Available on September 16, 2014
Algonquin, 2014, 384 pages, $16.95
August 25, 2014
by Sandra Waugh
Lark Carew is gifted with the Sight. When it warns her that the troll-like Troths will attack her village, Lark leaves her home to get help from the legendary Riders of Tarnec but soon Lark learns that she has been summoned to Tarnec for another reason. The four amulets of balance have been stolen. Lark must awaken as the Guardian of Life and retrieve the Life amulet from the Breeders of Chaos. This debut novel was beautifully written, with a unique voice, an enchanting story and a strong female protagonist.

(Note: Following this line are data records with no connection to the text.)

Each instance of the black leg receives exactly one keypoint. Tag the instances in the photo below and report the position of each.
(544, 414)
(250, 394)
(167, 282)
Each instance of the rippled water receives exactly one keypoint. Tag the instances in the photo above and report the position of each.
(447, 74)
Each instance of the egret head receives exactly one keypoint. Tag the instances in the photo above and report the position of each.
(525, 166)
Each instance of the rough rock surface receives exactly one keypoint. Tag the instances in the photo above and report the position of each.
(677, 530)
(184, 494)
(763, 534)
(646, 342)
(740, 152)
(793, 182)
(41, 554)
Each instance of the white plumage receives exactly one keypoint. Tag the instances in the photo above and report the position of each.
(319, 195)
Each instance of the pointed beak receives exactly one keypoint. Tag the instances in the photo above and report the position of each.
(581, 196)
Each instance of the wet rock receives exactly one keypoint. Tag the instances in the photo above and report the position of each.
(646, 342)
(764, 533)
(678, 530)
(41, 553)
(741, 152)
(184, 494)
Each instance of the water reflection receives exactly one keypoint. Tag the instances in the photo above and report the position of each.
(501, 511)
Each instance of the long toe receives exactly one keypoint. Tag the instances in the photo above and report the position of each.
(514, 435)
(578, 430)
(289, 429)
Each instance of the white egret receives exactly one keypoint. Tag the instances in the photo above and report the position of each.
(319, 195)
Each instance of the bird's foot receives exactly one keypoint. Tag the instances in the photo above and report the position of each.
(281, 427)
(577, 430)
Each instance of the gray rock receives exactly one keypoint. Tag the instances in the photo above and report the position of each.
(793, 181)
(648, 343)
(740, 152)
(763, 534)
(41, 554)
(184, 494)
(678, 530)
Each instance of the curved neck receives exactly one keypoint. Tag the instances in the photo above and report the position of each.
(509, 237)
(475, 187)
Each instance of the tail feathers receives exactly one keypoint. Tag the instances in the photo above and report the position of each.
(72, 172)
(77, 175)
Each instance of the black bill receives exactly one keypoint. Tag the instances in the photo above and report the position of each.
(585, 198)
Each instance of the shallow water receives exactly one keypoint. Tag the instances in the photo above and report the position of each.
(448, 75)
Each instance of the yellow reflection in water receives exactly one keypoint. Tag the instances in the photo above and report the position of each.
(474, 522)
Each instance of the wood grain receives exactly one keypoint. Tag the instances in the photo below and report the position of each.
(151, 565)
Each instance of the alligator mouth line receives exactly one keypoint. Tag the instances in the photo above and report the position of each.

Random House, 2014, 384 pages, $17.99
This book will be available on September 23, 2014.
July 7, 2014
After The End
by Amy Plum
Decades after World War Three left society in ruins, Juneau and her clan live in a part of the Alaskan wilderness that hasn’t been touched by nuclear radiation. But when her clan is taken by brigands, she ventures out of her homeland to find them. To her shock, Juneau learns that what she grew up believing was nothing but a lie. There was no war. Civilization is still going strong. And Juneau must rescue her clan in this alien world.
Juneau is a strong protagonist. She doesn’t let her lack of knowledge about the strange world she was suddenly thrust into get in the way of her task. This book was really a page-turner, and the only downside was the cliffhanger ending.
HarperCollins, 2014, 352 pages,
June 30, 2014
Princess of Thorns
by Stacey Jay
A fresh new twist to the Sleeping Beauty fairy tale. Princess Aurora disguises herself as a boy so she can raise an army and rescue her brother. Prince Niklaas searches for a bride in order to escape the curse that has taken the lives of his older brothers. Together, prince and princess must stop an ogre prophecy from being fulfilled or all human life will perish. I really enjoyed Princess of Thorns. There was never a dull moment while reading, and it has the perfect blend of magic, adventure, romance, and a fairy tale happily-ever-after.
Random House, 2014, 400 pages,
June 25, 2014
by Heather Mackley
Lucy Darrington, the daughter of the famous ghostologist William Darrington, runs away from boarding school in order to find her missing father. She travels with her friend Pete to Devil’s Thumb, an island that is the home of the rare and magical Dreamwood. But finding William Darrington will be harder than Lucy or Pete imagine, because though it has healing properties, the Dreamwood also feeds on human flesh. With unexpected twists and turns, “Dreamwood” is a thrilling supernatural and paranormal adventure.